The Long and (un) Winding Road?
While not a consummated acquisition (or even necessarily more than a glint in a buyer's, banker's or board member's eye) just as HIMSS was ending, Emdeon (No. 5) announced that it had been approached by "several" third parties interested in buying its Emdeon Business Services (Envoy) and Emdeon Practice Services (Medical Manager) segments. What would be left, should anything occur, would be ViPS, Porex and, of course, 85 percent of the portal division, WebMD. Some form of process is apparently under way and rumors suggest that the board wants to sell both as a package and is avoiding financial buyers. This clearly raises the question of just which companies would consider buying both assets, especially given their respective growth rates. Should it occur, this will likely be the biggest deal of 2006 and the market is waiting with baited breath.
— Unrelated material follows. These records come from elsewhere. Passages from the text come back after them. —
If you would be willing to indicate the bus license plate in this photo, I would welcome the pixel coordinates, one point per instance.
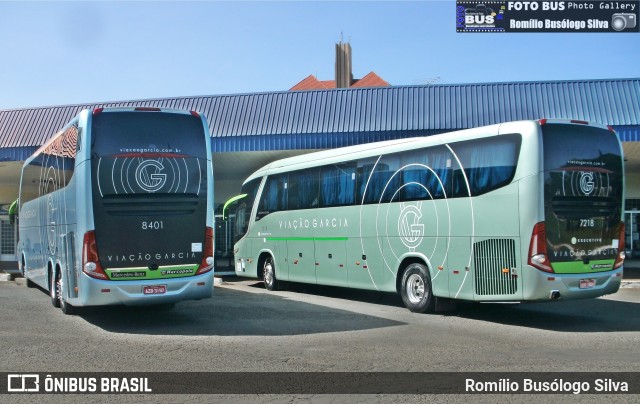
(156, 290)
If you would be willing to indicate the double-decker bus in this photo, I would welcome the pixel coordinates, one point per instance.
(518, 211)
(117, 208)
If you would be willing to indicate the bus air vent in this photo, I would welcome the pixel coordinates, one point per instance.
(490, 258)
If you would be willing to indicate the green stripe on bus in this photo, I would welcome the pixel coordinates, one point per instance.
(578, 267)
(307, 238)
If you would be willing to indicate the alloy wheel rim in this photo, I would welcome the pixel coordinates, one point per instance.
(415, 288)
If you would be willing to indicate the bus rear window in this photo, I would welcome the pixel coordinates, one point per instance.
(132, 133)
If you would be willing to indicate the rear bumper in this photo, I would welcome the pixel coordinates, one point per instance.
(95, 292)
(543, 286)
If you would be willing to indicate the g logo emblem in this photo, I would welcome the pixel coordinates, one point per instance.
(409, 227)
(587, 184)
(149, 177)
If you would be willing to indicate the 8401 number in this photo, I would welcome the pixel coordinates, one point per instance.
(154, 225)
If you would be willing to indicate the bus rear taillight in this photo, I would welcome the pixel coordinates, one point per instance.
(207, 253)
(621, 254)
(538, 257)
(90, 262)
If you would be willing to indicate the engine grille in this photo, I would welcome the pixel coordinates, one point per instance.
(491, 259)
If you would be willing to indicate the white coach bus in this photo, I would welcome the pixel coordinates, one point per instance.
(117, 208)
(519, 211)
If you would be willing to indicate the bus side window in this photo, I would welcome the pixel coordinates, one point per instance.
(274, 196)
(337, 185)
(488, 163)
(303, 189)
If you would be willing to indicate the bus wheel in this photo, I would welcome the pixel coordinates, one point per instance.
(53, 290)
(64, 305)
(269, 274)
(415, 289)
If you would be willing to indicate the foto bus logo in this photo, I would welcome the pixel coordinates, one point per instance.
(478, 16)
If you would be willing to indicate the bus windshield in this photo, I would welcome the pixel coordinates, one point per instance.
(583, 196)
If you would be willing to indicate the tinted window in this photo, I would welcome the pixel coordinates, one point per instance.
(244, 207)
(488, 164)
(426, 174)
(337, 185)
(303, 189)
(139, 153)
(274, 195)
(131, 132)
(583, 191)
(53, 168)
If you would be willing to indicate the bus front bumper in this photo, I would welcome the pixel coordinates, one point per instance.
(95, 292)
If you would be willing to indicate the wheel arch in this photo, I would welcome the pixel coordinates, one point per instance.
(407, 260)
(262, 257)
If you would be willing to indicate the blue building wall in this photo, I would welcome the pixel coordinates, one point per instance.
(332, 118)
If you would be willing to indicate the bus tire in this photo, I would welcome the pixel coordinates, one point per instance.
(53, 289)
(269, 274)
(415, 289)
(64, 305)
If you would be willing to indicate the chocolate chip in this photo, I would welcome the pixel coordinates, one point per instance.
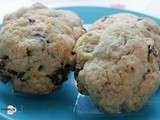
(148, 70)
(132, 68)
(59, 76)
(29, 52)
(20, 75)
(48, 41)
(31, 20)
(123, 108)
(40, 67)
(152, 50)
(104, 18)
(5, 57)
(2, 63)
(5, 78)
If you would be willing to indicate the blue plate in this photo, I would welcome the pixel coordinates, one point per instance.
(60, 104)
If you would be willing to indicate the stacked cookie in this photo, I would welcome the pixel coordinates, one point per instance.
(117, 59)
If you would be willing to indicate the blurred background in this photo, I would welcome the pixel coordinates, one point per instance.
(149, 7)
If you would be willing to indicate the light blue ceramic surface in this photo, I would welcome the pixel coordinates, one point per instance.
(59, 105)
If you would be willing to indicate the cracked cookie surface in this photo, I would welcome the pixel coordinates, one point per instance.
(36, 48)
(120, 72)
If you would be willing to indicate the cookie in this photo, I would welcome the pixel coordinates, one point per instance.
(67, 17)
(36, 49)
(121, 70)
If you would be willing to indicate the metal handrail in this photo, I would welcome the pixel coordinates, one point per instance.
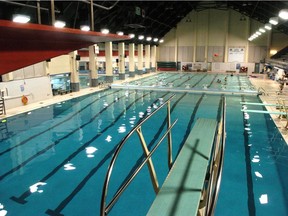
(105, 208)
(263, 90)
(217, 162)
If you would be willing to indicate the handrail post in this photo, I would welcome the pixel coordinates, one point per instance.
(169, 136)
(149, 162)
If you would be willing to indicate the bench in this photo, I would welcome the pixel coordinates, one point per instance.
(181, 192)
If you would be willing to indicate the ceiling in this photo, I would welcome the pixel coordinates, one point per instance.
(21, 46)
(150, 18)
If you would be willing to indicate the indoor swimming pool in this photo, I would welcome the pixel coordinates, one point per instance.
(199, 82)
(58, 165)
Doctor Doctor (Buy Me Some News)
Also, as I predicted in February, WebMD Health, flush with cash from its very successful IPO did, in fact, become acquisitive once again, picking up two content assets. Earlier this year it acquired eMedicine.com, a physician—focused content portal that was not generating profits for $25.5 million in cash (4.3 x revenues). In April, it acquired Summex Corporation, a provider of health and wellness programs (that was also just breaking even) for $30 million with a $10 million potential earn-out (5 to 6.7 x revenues). WebMD is still likely to remain an active buyer of similar content-related companies as well as seeking to further broaden its offering to the pharmaceutical manufacturing industry with additional physician marketing and CME offerings.
Just before HIMSS, No. 51 Nuance Communications, a speech and imaging solutions company whose portfolio includes Dragon Systems, acquired privately held transcription technology leader, Dictaphone (No 22) for $357 million in cash or roughly 2.4 x trailing revenues. In addition to a brand name that probably rivals Kleenex or Lifesavers, Dictaphone is likely the technology company that has more physicians touching it daily than any other with 400,000 claimed users. I'm sure most readers will agree that voice recognition as an eliminator of transcription and typing has been 2-3 years away for at least 15 years (handily beating out EMR adoption for over-promised technology and adoption rates). The challenge here will be for Nuance to monetize this brand equity and install base (which was a bit of a wasting asset) in its quest to transform dictation and move aggressively into the healthcare vertical.
The Song Remains the Same
So, another year sees nine companies on the Healthcare Informatics 100 list acquired and, of course, new entrants and some larger vendors that don't submit their data being acquired. Looking to the coming year, I expect a similar pace of consolidation, but no deals as sizable as IDX/GE, with the possible exception of Emdeon, assuming a buyer ultimately emerges.
Who Are You?
William Blair was involved in the SIS sale and the Allscripts' stock offering mentioned above.